No Alibi For Being
"For both Tolstoy and Bakhtin, novels, the most prosaic of prosaic forms, occupy a special place in ethical education. For good or ill, they are powerful tools for enriching our moral sense of particular situations" Gary Saul Morson and Caryl Emerson, Mikhail Bakhtin: Creation of a Prosaics (Stanford U. Press: 1990), 27.
"Bakhtin inherited the moral urgency of Russian literature and turned it into a theory" Gary Saul Morson, "At Last: Bakhtin and the Teaching of Literature," Research in the Teaching of English, vol. 41, no. 3 (Feb. 2007), 350.

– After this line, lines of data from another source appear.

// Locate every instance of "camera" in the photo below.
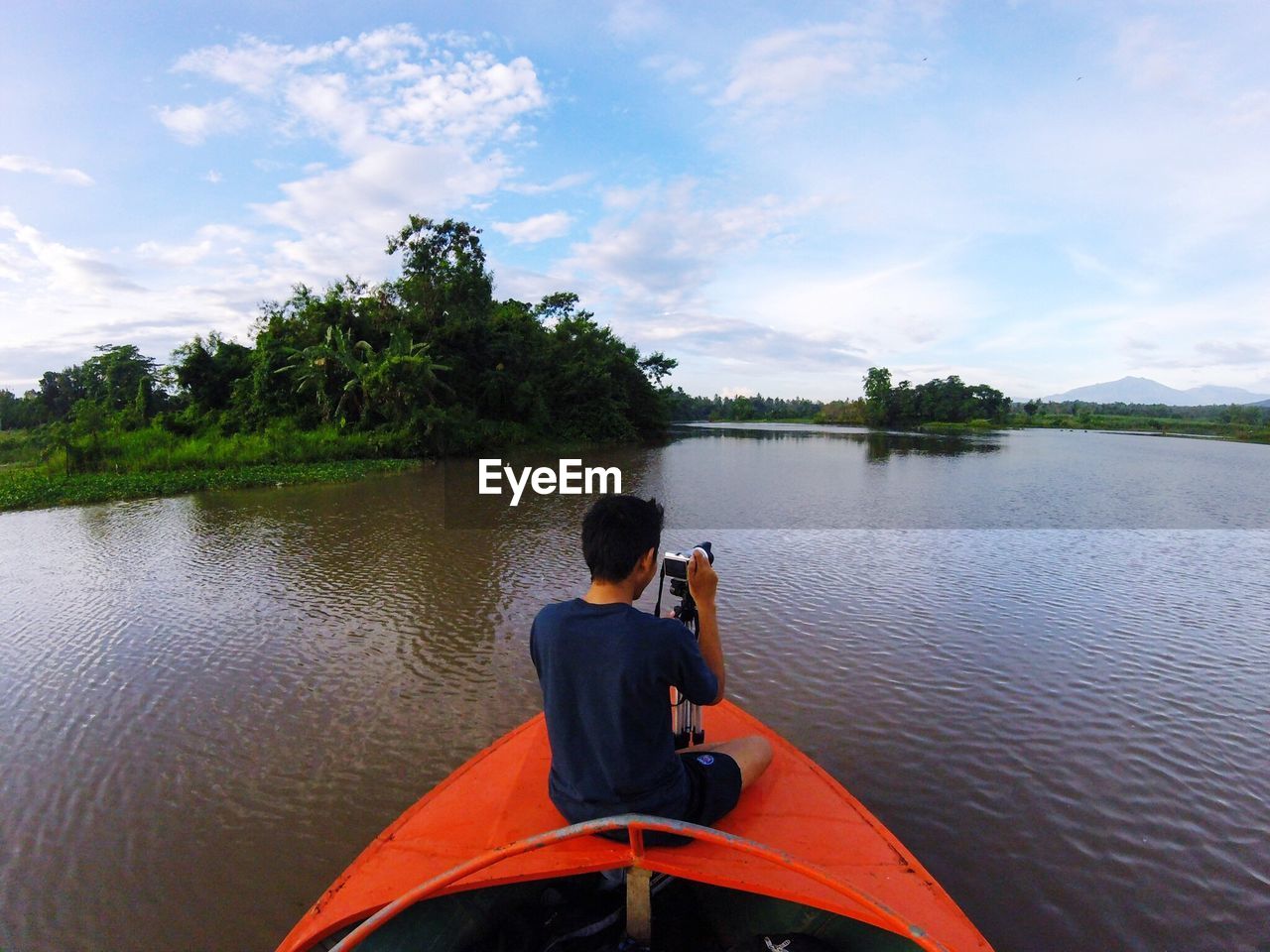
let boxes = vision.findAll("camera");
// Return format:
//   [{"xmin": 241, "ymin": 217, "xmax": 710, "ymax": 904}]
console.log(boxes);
[{"xmin": 662, "ymin": 542, "xmax": 713, "ymax": 581}]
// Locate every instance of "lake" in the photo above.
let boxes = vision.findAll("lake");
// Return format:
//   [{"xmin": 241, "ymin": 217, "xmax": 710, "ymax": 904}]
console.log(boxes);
[{"xmin": 0, "ymin": 425, "xmax": 1270, "ymax": 952}]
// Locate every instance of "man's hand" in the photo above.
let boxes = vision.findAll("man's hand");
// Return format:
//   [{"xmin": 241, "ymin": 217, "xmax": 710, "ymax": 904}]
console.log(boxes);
[{"xmin": 689, "ymin": 548, "xmax": 718, "ymax": 607}]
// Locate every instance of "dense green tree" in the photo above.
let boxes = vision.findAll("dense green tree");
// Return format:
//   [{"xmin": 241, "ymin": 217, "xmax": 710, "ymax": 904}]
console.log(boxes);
[
  {"xmin": 865, "ymin": 367, "xmax": 890, "ymax": 426},
  {"xmin": 173, "ymin": 330, "xmax": 251, "ymax": 413}
]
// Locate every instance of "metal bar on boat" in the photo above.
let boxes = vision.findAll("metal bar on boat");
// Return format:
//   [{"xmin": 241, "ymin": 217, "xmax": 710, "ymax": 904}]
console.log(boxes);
[{"xmin": 331, "ymin": 813, "xmax": 948, "ymax": 952}]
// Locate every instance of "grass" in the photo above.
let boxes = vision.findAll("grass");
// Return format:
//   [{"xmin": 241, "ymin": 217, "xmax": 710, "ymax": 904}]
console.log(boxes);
[
  {"xmin": 1028, "ymin": 414, "xmax": 1270, "ymax": 443},
  {"xmin": 0, "ymin": 459, "xmax": 418, "ymax": 512},
  {"xmin": 0, "ymin": 421, "xmax": 429, "ymax": 512}
]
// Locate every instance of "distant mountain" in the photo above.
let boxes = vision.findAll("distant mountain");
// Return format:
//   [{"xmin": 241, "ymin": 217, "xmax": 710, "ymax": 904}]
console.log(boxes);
[{"xmin": 1044, "ymin": 377, "xmax": 1270, "ymax": 407}]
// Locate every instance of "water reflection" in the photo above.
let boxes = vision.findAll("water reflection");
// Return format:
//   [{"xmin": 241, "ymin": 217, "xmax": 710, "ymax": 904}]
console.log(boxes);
[{"xmin": 0, "ymin": 427, "xmax": 1270, "ymax": 952}]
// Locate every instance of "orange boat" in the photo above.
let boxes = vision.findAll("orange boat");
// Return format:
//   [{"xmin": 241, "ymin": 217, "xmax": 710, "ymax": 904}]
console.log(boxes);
[{"xmin": 278, "ymin": 702, "xmax": 990, "ymax": 952}]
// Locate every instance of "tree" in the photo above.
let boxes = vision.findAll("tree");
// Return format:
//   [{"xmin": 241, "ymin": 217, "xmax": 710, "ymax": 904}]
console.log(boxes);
[
  {"xmin": 172, "ymin": 330, "xmax": 251, "ymax": 413},
  {"xmin": 387, "ymin": 214, "xmax": 494, "ymax": 326},
  {"xmin": 639, "ymin": 350, "xmax": 680, "ymax": 387},
  {"xmin": 863, "ymin": 367, "xmax": 890, "ymax": 426}
]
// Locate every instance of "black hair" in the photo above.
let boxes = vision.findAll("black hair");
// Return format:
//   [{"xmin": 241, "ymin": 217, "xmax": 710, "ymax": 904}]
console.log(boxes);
[{"xmin": 581, "ymin": 495, "xmax": 666, "ymax": 581}]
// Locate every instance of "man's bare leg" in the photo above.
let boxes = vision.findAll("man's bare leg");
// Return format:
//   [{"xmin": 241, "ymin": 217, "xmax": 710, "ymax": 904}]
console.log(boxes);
[{"xmin": 684, "ymin": 734, "xmax": 772, "ymax": 789}]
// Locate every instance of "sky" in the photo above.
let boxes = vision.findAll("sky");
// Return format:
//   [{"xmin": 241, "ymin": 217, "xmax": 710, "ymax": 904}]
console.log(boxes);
[{"xmin": 0, "ymin": 0, "xmax": 1270, "ymax": 400}]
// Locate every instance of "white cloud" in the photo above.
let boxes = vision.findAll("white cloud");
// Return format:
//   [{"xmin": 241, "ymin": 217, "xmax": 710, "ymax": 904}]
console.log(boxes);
[
  {"xmin": 493, "ymin": 212, "xmax": 572, "ymax": 245},
  {"xmin": 254, "ymin": 140, "xmax": 508, "ymax": 282},
  {"xmin": 155, "ymin": 99, "xmax": 246, "ymax": 146},
  {"xmin": 0, "ymin": 155, "xmax": 95, "ymax": 186},
  {"xmin": 503, "ymin": 172, "xmax": 593, "ymax": 195},
  {"xmin": 0, "ymin": 208, "xmax": 142, "ymax": 300},
  {"xmin": 160, "ymin": 26, "xmax": 548, "ymax": 151},
  {"xmin": 718, "ymin": 23, "xmax": 929, "ymax": 110},
  {"xmin": 152, "ymin": 26, "xmax": 548, "ymax": 291}
]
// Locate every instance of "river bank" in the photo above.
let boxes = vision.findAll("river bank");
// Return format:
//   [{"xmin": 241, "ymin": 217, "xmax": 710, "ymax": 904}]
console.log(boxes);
[{"xmin": 0, "ymin": 459, "xmax": 422, "ymax": 512}]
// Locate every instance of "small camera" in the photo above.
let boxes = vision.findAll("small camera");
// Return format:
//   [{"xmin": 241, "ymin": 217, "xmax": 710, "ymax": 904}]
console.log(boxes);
[{"xmin": 662, "ymin": 542, "xmax": 713, "ymax": 594}]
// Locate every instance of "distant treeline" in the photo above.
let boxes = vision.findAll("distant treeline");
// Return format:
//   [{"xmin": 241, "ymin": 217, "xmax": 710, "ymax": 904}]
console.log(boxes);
[
  {"xmin": 666, "ymin": 387, "xmax": 825, "ymax": 420},
  {"xmin": 842, "ymin": 367, "xmax": 1012, "ymax": 426},
  {"xmin": 0, "ymin": 216, "xmax": 676, "ymax": 471},
  {"xmin": 1022, "ymin": 400, "xmax": 1270, "ymax": 426}
]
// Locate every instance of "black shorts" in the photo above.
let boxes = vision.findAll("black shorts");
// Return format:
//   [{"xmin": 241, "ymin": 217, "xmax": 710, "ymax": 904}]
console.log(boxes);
[
  {"xmin": 680, "ymin": 749, "xmax": 740, "ymax": 826},
  {"xmin": 598, "ymin": 749, "xmax": 740, "ymax": 847}
]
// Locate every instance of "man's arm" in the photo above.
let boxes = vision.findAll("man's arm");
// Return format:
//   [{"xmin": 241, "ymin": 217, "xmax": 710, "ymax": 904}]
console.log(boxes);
[{"xmin": 689, "ymin": 549, "xmax": 725, "ymax": 704}]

As I noted in a previous post (May 15, 2012, below), my Tolstoyanism is a morally enabling tradition. It enables me to "imaginatively project myself into the shoes of another" and, in so doing, to acquire the kind of insight that makes for genuine ethical engagement.
But what is that?
It is, as Mikhail Bakhtin argued, an approach to life that offers no "alibi for being." Morson summarizes the Russian thinker's notion thus:
In his writings on ethics, Bakhtin outlined numerous ways in which thinkers can avoid engaging with the world. They can live "representatively" by allowing the ideology or religion to which they subscribe make their moral decisions for them. Intellectual systems thus provide an "alibi for being," to use Bakhtin's term. But to be truly alive and truly ethical is to recognize that "there is no alibi." Without any guarantees, one must directly engage with others and expose oneself to perspectives and feelings different from one's own. One must risk one's sense of self and most cherished values. Morson, "At Last," 351.

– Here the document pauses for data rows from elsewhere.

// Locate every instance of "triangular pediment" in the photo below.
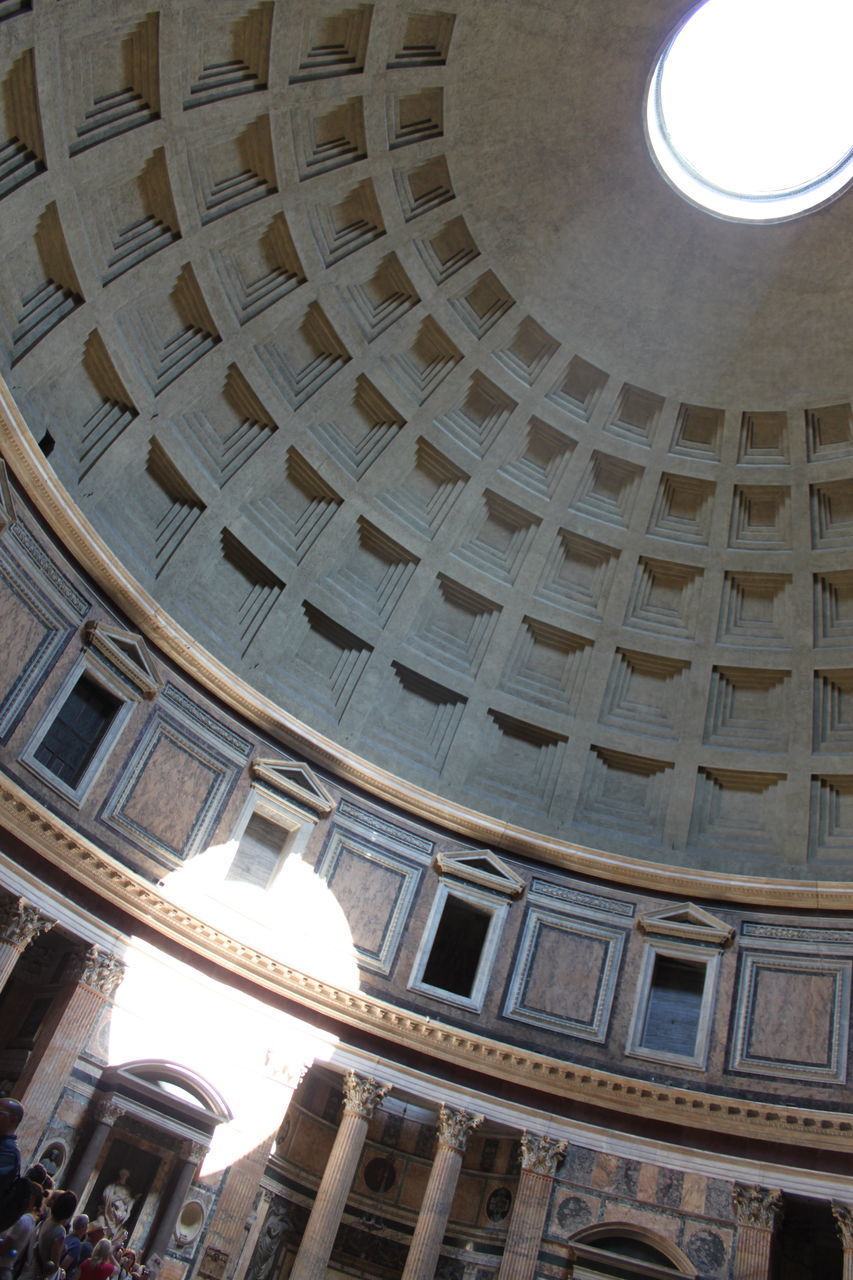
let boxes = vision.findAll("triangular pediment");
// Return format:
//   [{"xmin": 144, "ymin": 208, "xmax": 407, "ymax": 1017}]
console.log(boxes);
[
  {"xmin": 85, "ymin": 622, "xmax": 163, "ymax": 698},
  {"xmin": 637, "ymin": 902, "xmax": 734, "ymax": 946},
  {"xmin": 0, "ymin": 458, "xmax": 18, "ymax": 529},
  {"xmin": 252, "ymin": 759, "xmax": 334, "ymax": 813},
  {"xmin": 434, "ymin": 849, "xmax": 525, "ymax": 897}
]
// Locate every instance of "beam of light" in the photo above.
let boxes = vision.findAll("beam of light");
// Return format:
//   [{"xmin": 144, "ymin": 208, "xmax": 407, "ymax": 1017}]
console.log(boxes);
[{"xmin": 646, "ymin": 0, "xmax": 853, "ymax": 221}]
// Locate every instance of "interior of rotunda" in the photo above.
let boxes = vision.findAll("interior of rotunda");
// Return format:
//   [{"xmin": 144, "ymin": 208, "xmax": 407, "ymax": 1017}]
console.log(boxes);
[{"xmin": 0, "ymin": 0, "xmax": 853, "ymax": 1280}]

The manner in which one engages "directly" with others is, in a word, "novelistic," i.e., it replicates the kind of dialogic engagement to which great fiction invites us. Again, Morson interprets Bakhtin: "Great works invite us to do two things: first, 'live into' them and understand them from within; then, enter into dialogue with their perspective from one's own" ("At Last," 355).

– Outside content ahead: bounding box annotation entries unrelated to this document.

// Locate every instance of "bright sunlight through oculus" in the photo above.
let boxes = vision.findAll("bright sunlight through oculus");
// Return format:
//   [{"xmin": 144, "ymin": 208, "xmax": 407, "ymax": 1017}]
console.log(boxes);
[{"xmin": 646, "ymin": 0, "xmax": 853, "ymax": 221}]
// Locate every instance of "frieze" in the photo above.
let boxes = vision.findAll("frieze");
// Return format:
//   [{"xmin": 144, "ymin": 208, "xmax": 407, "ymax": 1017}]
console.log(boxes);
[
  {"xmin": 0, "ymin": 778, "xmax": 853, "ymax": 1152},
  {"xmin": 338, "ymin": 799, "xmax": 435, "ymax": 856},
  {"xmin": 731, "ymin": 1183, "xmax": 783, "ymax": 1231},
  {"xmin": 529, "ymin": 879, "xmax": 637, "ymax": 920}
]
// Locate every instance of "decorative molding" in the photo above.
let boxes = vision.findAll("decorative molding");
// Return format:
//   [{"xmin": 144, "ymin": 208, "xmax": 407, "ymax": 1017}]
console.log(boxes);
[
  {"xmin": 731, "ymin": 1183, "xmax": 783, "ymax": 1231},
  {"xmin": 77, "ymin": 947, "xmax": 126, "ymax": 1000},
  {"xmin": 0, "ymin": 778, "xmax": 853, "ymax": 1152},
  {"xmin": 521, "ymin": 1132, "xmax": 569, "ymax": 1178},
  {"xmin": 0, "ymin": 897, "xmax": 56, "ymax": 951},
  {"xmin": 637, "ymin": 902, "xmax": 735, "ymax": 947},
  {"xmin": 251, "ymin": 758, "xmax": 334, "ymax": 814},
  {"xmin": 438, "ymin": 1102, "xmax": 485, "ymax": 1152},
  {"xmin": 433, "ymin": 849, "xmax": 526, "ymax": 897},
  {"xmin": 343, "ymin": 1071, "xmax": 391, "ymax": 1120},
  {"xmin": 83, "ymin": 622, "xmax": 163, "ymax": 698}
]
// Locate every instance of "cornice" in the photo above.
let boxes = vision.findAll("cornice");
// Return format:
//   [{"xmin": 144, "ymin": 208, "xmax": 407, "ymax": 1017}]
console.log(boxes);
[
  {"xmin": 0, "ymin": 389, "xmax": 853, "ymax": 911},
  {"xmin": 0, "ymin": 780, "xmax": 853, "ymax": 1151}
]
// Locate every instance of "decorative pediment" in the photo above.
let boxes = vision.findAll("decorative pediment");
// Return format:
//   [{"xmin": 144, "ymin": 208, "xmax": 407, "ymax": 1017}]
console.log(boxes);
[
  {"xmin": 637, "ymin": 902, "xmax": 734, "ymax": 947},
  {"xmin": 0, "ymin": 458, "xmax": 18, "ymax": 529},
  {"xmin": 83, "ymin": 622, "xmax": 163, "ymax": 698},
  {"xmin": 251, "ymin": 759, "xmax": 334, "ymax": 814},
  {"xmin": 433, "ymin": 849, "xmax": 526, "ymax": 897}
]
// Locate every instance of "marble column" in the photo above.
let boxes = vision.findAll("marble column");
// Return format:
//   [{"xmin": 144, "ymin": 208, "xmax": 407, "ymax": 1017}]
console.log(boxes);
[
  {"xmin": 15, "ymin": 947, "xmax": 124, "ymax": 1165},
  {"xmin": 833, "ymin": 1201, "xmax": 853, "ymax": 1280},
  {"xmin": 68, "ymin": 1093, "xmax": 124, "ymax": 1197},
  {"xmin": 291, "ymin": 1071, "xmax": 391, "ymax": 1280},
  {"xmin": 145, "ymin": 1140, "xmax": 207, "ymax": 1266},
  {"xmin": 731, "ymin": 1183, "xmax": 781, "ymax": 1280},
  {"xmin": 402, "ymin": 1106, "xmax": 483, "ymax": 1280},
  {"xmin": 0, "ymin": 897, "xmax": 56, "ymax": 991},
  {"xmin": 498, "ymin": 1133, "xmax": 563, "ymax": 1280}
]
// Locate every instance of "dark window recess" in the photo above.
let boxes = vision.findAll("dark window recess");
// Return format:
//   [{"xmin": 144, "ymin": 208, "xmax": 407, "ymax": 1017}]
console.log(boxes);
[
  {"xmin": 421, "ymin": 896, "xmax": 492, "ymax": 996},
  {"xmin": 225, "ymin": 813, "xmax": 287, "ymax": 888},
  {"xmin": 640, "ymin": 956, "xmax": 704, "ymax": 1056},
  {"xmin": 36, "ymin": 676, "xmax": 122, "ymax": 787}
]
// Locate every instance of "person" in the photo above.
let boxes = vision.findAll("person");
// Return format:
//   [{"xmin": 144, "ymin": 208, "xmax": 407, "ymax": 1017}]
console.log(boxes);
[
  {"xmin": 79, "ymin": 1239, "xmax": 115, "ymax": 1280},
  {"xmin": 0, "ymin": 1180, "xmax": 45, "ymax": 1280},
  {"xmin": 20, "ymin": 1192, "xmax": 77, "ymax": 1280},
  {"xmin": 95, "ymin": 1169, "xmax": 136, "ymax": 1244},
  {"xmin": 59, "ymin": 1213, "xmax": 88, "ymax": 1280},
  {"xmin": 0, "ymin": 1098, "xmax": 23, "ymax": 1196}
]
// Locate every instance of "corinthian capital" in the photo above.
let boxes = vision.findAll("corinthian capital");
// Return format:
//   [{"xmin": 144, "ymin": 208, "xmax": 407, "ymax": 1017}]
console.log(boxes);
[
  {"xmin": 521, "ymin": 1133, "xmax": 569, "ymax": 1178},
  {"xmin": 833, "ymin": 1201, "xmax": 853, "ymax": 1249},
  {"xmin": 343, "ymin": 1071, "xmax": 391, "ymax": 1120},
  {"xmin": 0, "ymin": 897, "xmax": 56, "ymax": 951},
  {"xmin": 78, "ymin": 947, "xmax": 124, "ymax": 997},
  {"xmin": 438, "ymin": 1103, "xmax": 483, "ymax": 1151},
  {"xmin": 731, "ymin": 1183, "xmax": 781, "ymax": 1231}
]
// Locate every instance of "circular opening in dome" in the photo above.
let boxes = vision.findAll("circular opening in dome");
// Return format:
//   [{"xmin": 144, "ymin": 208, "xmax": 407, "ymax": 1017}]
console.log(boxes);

For Bakhtin, fictions are, in a real sense, persons--for they are the products or "offspring" of persons (authors). By the same token, persons are, in a real sense, fictions--for, just like fictions, they resist "finalization," i.e., they or their stories (what we can actually know about them) are always undergoing interpretation (both elaborative and revisionary). See Morson, "At Last," 353-354.
Learning to negotiate novelistic meaning in dialogical fashion is, therefore, ethical training. It is what allows one to come to terms with, say, the complexities of the Iranian government's relationship with the Baha'is--not in order to condone the nature of that relationship but, rather, to be able to parse its peculiar logic and, potentially, to be able to answer it.
Without, in any case, offering an alibi.